Thierry Bournonville

Dès mon élection au conseil municipal, en mars 2008, je me suis placé dans une démarche d'opposition constructive : pas d'obstruction systématique, mais de la vigilance concernant les dossiers municipaux. Mes priorités, définies alors, concernaient en premier lieu la qualité de vie, l'aménagement urbain et la gestion raisonnée du budget. Durant les six années de mon mandat, j'ai eu à cœur d'honorer la confiance placée en moi par 10 % des Franconvillois. J'ai défendu les valeurs de démocratie et d'humanisme, sans hésiter à m'élever contre les projets contestables de la municipalité.

Le Plan local d'urbanisme (PLU) définit l'aménagement du territoire de notre ville pour les prochaines décennies. Pour cette raison, il se doit d'envisager sérieusement les évolutions futures de notre société. Après avoir salué les bons débuts du projet, la démarche de consultation des habitants et les nombreuses doléances qu'ils ont exposées, j'ai néanmoins voté contre le document final proposé par la majorité. Cette position, que j'ai été le seul à défendre, repose sur trois constats sans appel :

  • une association de résidents du quartier de la gare, créée pour protester contre la défiguration du boulevard Berteaux, avait été traitée d'une manière inacceptable par la municipalité (lettre ouverte visant à l'intimidation, attitude méprisante des élus locaux face à une démarche citoyenne) ;
  • l'absence de véritable prise en compte du développement durable dans le projet proposé, et plus largement une vision à court terme, pour un document censé organiser l'urbanisme pour les 15 ou 20 prochaines années ;
  • l'absence de cohérence du schéma urbain établi par ce PLU.

Non seulement on reste dans une logique de quartiers, là où il aurait fallu penser la ville dans son ensemble, mais encore les règles instaurées ne peuvent mener qu'à une anarchie des constructions. Que les communes franciliennes soient amenées à construire de nouveaux logements n'est pas une mauvaise chose en soi. Ce qui est déplorable, c'est de faire preuve de laxisme dans l'implantation des nouveaux bâtiments : fragmentation de l'espace urbain, immeubles poussant çà et là, au gré des opportunités, et au final une triste impression de vivre à Bétonville.
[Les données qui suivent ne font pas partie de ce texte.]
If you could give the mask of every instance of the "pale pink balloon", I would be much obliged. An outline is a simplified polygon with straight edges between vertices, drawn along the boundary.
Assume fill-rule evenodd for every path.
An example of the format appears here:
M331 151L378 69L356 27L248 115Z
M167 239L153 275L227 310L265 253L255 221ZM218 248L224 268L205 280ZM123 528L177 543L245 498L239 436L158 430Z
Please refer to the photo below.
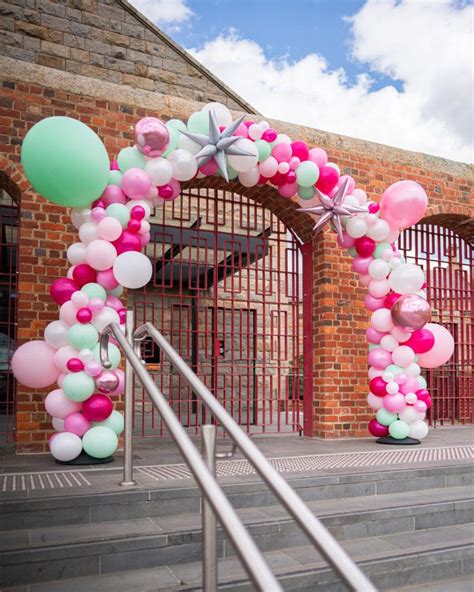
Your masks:
M378 370L384 370L392 363L392 356L390 352L385 351L381 347L377 347L369 352L369 364Z
M66 432L72 432L76 436L83 436L90 427L90 421L82 413L71 413L64 420L64 429Z
M369 284L369 292L374 298L383 298L390 292L390 284L388 280L372 280Z
M433 334L434 345L424 354L419 354L418 365L424 368L437 368L446 364L454 352L454 339L442 325L428 323L424 327Z
M397 181L380 200L380 217L392 228L409 228L425 215L428 197L415 181Z
M407 406L405 397L401 393L396 395L385 395L383 398L383 406L390 413L400 413Z
M107 185L102 194L101 200L104 202L104 206L110 206L113 203L125 204L127 198L125 193L117 185Z
M372 281L372 278L370 277L370 275L368 273L364 273L359 276L359 282L360 282L361 286L364 286L365 288L367 288L369 286L371 281Z
M319 168L327 164L328 155L322 148L311 148L308 155L308 160L316 163Z
M384 299L383 298L374 298L372 294L366 294L364 297L364 304L368 310L379 310L379 308L384 307Z
M67 374L65 372L61 372L58 375L56 382L58 383L59 388L63 388L63 382L64 382L64 379L66 378L66 376L67 376Z
M108 241L94 240L86 247L86 261L97 271L111 268L116 258L117 250Z
M377 397L374 393L367 395L367 403L372 409L381 409L383 407L383 397Z
M428 409L428 405L424 401L416 401L413 407L419 412L424 413Z
M416 391L419 389L420 383L416 378L413 378L413 376L408 376L406 381L400 385L400 392L402 392L404 395L408 395L408 393L416 393Z
M291 144L287 144L286 142L279 142L275 144L272 149L272 156L276 158L278 162L289 161L292 157L293 152L291 150Z
M11 368L19 383L30 388L44 388L58 378L54 364L56 350L43 340L28 341L15 351Z
M63 393L62 389L55 389L46 395L44 407L53 417L66 419L71 413L80 411L82 403L71 401Z
M408 345L399 345L392 352L393 363L406 368L415 360L415 352Z
M293 195L295 195L297 191L297 183L283 183L283 185L278 186L278 193L282 197L293 197Z
M112 268L98 271L96 281L106 290L113 290L119 285L118 281L115 279L114 270Z
M94 208L91 212L91 220L94 222L100 222L103 220L107 214L105 213L104 208Z
M84 372L89 376L96 377L102 372L102 366L99 362L91 360L85 364Z
M71 358L78 358L79 352L71 347L70 345L65 345L61 347L56 352L54 356L54 364L59 372L68 373L67 363Z
M117 298L117 296L107 296L105 300L105 305L110 306L114 310L120 310L123 308L122 302Z
M76 319L77 306L69 300L61 305L59 310L59 319L66 323L66 325L74 325L77 322Z
M351 249L355 245L355 238L349 236L347 232L342 233L342 240L337 237L337 244L342 247L343 249Z
M376 331L374 328L369 327L365 330L365 335L369 343L380 343L380 340L386 335L386 333L381 333L380 331Z
M371 257L354 257L352 260L352 269L361 274L367 274L369 272L369 265L372 263L374 258Z
M357 199L360 206L363 206L367 201L367 193L362 189L354 189L352 195Z
M345 195L353 195L353 191L355 189L355 181L354 178L351 177L350 175L341 175L339 177L339 183L340 185L344 185L344 183L347 181L347 186L346 186L346 193Z
M401 327L393 327L390 332L399 343L403 343L405 341L408 341L408 339L410 339L410 335L411 335L411 333L407 333Z
M380 308L372 313L370 324L376 331L388 332L393 329L392 315L390 309Z
M111 397L122 395L125 391L125 373L123 372L123 370L120 370L120 368L116 368L114 370L114 374L119 379L119 383L117 388L109 393Z
M367 372L367 374L369 375L369 380L377 378L378 376L382 376L383 373L383 370L380 370L379 368L374 368L373 366L371 366L369 368L369 371Z
M157 117L140 119L135 125L134 136L137 149L149 158L161 156L170 139L168 128Z
M106 216L97 224L99 237L107 241L117 240L122 234L122 230L120 222L112 216Z
M151 234L149 232L145 232L144 234L139 234L138 238L140 239L140 244L142 247L144 247L150 242Z
M151 180L142 169L132 168L123 174L120 187L130 199L143 199L151 187Z

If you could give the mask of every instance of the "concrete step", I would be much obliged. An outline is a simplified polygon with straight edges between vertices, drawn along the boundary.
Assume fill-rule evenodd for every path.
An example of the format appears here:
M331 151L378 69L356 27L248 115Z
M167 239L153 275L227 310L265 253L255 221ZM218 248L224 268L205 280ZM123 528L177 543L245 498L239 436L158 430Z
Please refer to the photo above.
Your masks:
M472 588L440 587L462 585L474 570L472 533L467 525L440 527L415 533L383 535L344 541L343 547L358 562L381 591L407 589L422 591L426 582L437 585L426 592L461 592ZM265 556L285 590L297 592L345 592L346 588L312 547L290 547L268 551ZM457 579L454 579L457 578ZM34 583L4 592L155 592L201 590L201 563L170 564L113 574L77 577ZM250 592L240 561L219 561L219 590Z
M406 470L358 472L290 479L307 502L383 496L396 492L418 492L472 485L473 467L467 464ZM173 487L136 488L115 492L81 490L65 494L30 491L28 497L0 503L0 531L65 526L116 520L163 517L200 511L200 493L192 481ZM275 497L260 481L223 485L236 508L271 506Z
M420 537L420 532L435 526L459 525L462 530L462 525L474 519L469 486L313 501L309 505L340 541L400 533ZM264 551L307 543L279 506L241 508L239 514ZM460 532L454 530L451 536L456 540ZM200 515L6 531L0 533L0 547L2 579L9 586L189 563L201 557ZM221 558L235 556L222 531L218 553Z

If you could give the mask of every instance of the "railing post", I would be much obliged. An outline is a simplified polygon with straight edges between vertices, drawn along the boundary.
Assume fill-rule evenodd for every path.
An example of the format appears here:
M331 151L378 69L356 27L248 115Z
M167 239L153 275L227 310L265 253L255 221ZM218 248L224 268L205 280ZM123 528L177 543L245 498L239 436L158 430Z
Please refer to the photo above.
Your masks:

Preuve de son manque de cohérence et de son caractère inabouti, le PLU a d'ores et déjà été modifié par deux fois depuis son adoption, en 2009 ! Il est symptomatique d'une cruelle absence de vision pour Franconville.

En 2011, la municipalité a décidé de vendre une partie du parking du CSL pour l'implantation d'un McDo. La présence de nombreux établissements scolaires à proximité a suscité l'interrogation de plusieurs associations de parents d'élèves, qui avaient décidé de manifester devant la mairie. J'ai porté devant le Conseil municipal ces inquiétudes légitimes, auxquelles le maire et ses adjoints avaient opposé une fin de non recevoir.

L'installation d'un fast-food (quel qu'il soit) sur Franconville n'est pas un problème. Au contraire : cela crée des emplois ! Mais laisser entendre, pour justifier son lieu d'implantation, qu'il est particulièrement judicieux d'avoir un tel établissement à deux pas de quatre écoles et d'un centre sportif, c'est faire preuve d'une inacceptable hypocrisie. C'est oublier qu'on mène depuis des années des actions pour « Bouger plus, manger mieux » ! C'est enfin sacrifier l'honnêteté intellectuelle à l'intérêt économique.